Vendredi, des heurts entre des demandeurs d’asile et des réfugiés burundais et les forces de défense et de sécurité congolaises auraient entraîné la mort d’au moins 36 réfugiés et un officier congolais. 117 autres personnes seraient blessées.

Selon des rapports crédibles reçus par la MONUSCO, les demandeurs d’asile et réfugiés burundais ont manifesté contre les autorités locales suite à la reconduction à la frontière de quatre d’entre eux. Un officier des Forces armées de la RDC a été tué dans les heurts entre les deux parties, ce qui a entraîné une escalade de la violence.

En réponse, les forces de défense et de sécurité congolaises auraient ouvert le feu sur les manifestants de façon disproportionnée.

Le chef de la MONUSCO a rappelé l’obligation pour les forces de défense et de sécurité de ne recourir à la force qu’en dernier recours, en respect des principes de nécessité, proportionnalité et légalité, conformément aux standards internationaux.

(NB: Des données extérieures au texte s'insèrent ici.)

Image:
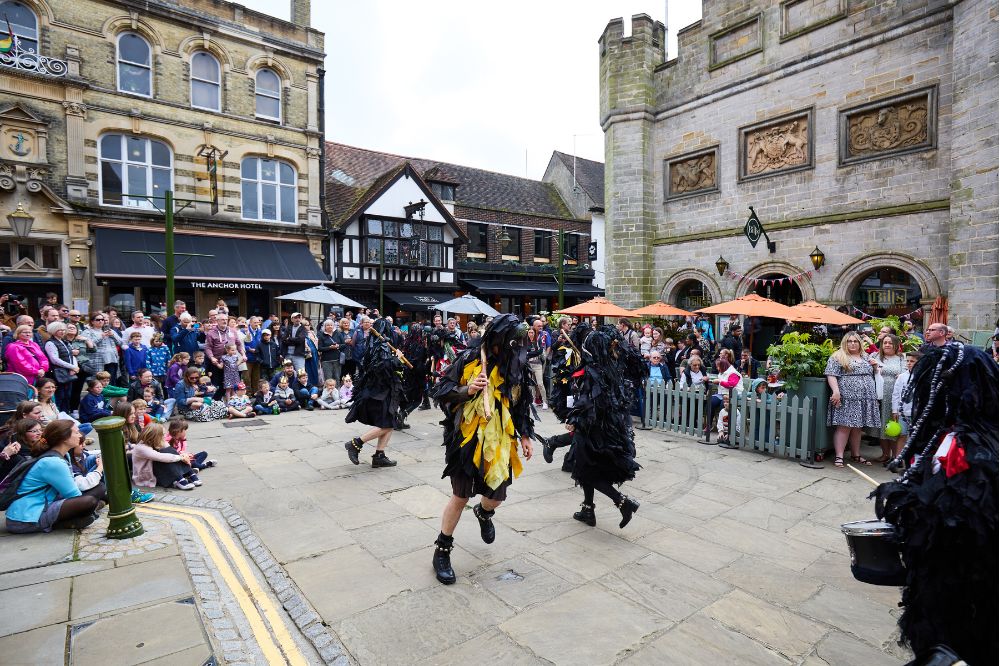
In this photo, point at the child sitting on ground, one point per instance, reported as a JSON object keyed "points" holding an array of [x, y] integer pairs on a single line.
{"points": [[156, 358], [93, 405], [156, 464], [177, 438], [285, 396], [346, 391], [135, 355], [230, 370], [264, 401], [239, 405], [330, 396], [307, 394]]}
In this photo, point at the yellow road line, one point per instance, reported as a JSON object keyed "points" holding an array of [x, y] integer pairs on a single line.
{"points": [[246, 593]]}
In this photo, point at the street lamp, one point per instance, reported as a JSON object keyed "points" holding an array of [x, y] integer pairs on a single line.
{"points": [[818, 258], [78, 269], [20, 221]]}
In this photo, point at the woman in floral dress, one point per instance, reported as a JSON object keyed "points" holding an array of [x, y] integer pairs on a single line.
{"points": [[854, 403]]}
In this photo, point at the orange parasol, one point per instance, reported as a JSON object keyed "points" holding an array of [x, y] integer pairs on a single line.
{"points": [[596, 307], [826, 314], [753, 305], [661, 309]]}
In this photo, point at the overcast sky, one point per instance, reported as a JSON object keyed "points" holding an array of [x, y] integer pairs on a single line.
{"points": [[497, 86]]}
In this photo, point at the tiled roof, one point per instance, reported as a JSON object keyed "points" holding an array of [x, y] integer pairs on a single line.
{"points": [[589, 176], [351, 172]]}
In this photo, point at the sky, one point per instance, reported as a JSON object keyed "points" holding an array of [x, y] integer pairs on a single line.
{"points": [[496, 86]]}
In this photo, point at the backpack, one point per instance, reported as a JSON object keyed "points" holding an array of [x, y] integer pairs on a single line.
{"points": [[11, 482]]}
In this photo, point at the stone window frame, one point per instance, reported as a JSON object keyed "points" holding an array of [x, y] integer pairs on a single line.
{"points": [[808, 112], [670, 160], [785, 34], [758, 18], [843, 120]]}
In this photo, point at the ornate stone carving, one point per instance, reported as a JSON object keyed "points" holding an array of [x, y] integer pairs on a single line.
{"points": [[75, 109], [693, 173], [899, 125], [781, 144]]}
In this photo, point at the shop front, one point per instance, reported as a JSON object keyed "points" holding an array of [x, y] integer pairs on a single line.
{"points": [[248, 275]]}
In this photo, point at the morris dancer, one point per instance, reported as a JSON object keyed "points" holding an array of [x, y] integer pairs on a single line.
{"points": [[944, 507], [378, 388], [486, 397], [604, 449]]}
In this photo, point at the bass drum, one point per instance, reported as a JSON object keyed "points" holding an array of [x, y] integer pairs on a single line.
{"points": [[875, 557]]}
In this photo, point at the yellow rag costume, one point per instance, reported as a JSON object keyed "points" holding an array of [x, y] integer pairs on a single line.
{"points": [[492, 426]]}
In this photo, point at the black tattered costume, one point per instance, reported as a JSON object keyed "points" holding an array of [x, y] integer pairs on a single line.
{"points": [[944, 507]]}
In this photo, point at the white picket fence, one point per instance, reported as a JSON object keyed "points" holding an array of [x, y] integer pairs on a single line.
{"points": [[779, 426]]}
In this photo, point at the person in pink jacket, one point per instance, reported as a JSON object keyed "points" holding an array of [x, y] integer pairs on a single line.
{"points": [[25, 357]]}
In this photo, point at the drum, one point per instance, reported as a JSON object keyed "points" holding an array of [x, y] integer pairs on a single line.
{"points": [[874, 550]]}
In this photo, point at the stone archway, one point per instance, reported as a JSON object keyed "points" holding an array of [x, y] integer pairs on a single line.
{"points": [[671, 288], [847, 280], [782, 268]]}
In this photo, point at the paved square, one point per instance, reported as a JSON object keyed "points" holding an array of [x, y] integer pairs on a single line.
{"points": [[733, 557]]}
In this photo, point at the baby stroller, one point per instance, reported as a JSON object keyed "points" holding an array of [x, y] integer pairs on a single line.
{"points": [[13, 389]]}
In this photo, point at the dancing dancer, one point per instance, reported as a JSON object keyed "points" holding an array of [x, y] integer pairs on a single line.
{"points": [[603, 446], [416, 351], [378, 388], [486, 398], [944, 507]]}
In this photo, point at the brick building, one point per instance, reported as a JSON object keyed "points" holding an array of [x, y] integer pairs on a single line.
{"points": [[866, 130], [108, 104], [499, 234]]}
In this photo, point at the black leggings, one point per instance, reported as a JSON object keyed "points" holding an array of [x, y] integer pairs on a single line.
{"points": [[605, 488]]}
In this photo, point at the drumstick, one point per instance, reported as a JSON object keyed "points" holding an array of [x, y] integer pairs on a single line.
{"points": [[863, 475], [391, 348]]}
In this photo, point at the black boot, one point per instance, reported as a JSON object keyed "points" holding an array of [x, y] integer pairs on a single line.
{"points": [[627, 506], [586, 514], [380, 460], [353, 447], [486, 529], [442, 559]]}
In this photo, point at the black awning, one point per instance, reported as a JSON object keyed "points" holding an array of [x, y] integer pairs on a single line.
{"points": [[541, 288], [232, 258], [413, 302]]}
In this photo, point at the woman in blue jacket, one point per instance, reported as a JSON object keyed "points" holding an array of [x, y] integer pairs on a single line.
{"points": [[47, 495]]}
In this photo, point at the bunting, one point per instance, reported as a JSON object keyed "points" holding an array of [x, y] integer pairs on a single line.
{"points": [[739, 277]]}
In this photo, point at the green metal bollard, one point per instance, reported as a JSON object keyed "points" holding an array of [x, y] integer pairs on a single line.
{"points": [[124, 523]]}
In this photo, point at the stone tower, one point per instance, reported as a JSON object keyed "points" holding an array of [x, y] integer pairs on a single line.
{"points": [[628, 97]]}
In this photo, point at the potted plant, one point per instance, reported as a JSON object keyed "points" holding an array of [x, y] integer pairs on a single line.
{"points": [[801, 364]]}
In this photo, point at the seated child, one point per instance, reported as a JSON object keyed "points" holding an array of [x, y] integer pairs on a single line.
{"points": [[93, 405], [156, 464], [330, 396], [307, 394], [264, 401], [346, 391], [239, 404], [177, 438], [285, 396]]}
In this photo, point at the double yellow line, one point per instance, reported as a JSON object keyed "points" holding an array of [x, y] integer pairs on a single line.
{"points": [[266, 622]]}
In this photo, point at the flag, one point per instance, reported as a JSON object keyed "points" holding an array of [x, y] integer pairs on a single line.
{"points": [[7, 43]]}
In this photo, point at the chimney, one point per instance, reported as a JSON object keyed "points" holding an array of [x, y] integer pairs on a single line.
{"points": [[300, 13]]}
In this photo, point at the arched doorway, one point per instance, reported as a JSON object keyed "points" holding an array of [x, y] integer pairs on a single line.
{"points": [[778, 288], [888, 291]]}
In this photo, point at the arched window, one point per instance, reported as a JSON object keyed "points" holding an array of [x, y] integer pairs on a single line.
{"points": [[134, 168], [206, 81], [268, 190], [23, 23], [135, 71], [268, 91]]}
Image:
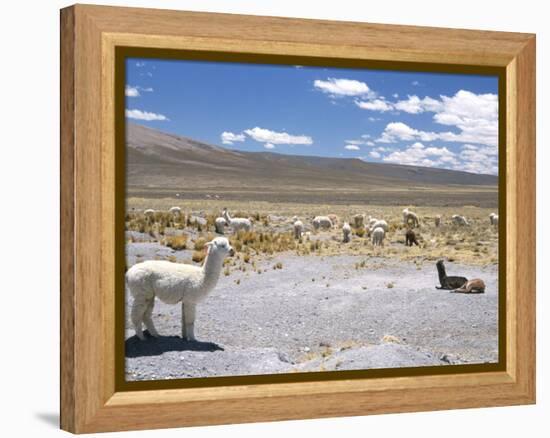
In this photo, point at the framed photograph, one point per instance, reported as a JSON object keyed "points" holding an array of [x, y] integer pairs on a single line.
{"points": [[271, 218]]}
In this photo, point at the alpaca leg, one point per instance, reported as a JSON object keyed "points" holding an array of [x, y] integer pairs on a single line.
{"points": [[139, 308], [188, 331], [148, 320]]}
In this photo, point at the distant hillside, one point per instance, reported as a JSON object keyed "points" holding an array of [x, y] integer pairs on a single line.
{"points": [[161, 162]]}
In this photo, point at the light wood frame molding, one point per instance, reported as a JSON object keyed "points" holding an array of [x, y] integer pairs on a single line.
{"points": [[89, 36]]}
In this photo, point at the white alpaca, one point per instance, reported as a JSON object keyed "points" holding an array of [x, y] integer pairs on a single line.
{"points": [[459, 220], [298, 228], [322, 222], [334, 219], [220, 223], [409, 216], [172, 283], [346, 230], [378, 224], [175, 211], [378, 236], [358, 220], [237, 223]]}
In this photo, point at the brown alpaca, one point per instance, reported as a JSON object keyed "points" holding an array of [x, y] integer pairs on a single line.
{"points": [[475, 286], [410, 238]]}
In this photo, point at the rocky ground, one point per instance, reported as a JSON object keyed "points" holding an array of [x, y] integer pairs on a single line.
{"points": [[319, 313]]}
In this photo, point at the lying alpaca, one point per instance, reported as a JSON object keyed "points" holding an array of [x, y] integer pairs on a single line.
{"points": [[172, 283], [448, 283], [410, 238], [475, 286]]}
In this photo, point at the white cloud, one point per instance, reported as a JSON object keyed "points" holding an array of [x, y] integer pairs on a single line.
{"points": [[342, 87], [267, 136], [229, 137], [144, 115], [419, 155], [415, 105], [396, 131], [374, 105], [131, 91]]}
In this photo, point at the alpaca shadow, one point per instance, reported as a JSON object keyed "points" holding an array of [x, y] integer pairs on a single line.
{"points": [[151, 346]]}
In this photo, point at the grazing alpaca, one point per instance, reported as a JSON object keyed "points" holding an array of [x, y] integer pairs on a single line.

M. Sidikou a appelé les autorités à ouvrir promptement des enquêtes judiciaires afin de faire la lumière sur les faits et de rendre justice aux victimes.

Ce samedi, la MONUSCO a déployé des équipes sur le terrain afin de déterminer avec précision les circonstances des affrontements. Par ailleurs, elle apporte une assistance au tri, aux soins et à l’évacuation des blessés.

Selon le Haut commissariat des Nations unies pour les réfugiés, on recense actuellement 44.000 réfugiés burundais en RDC.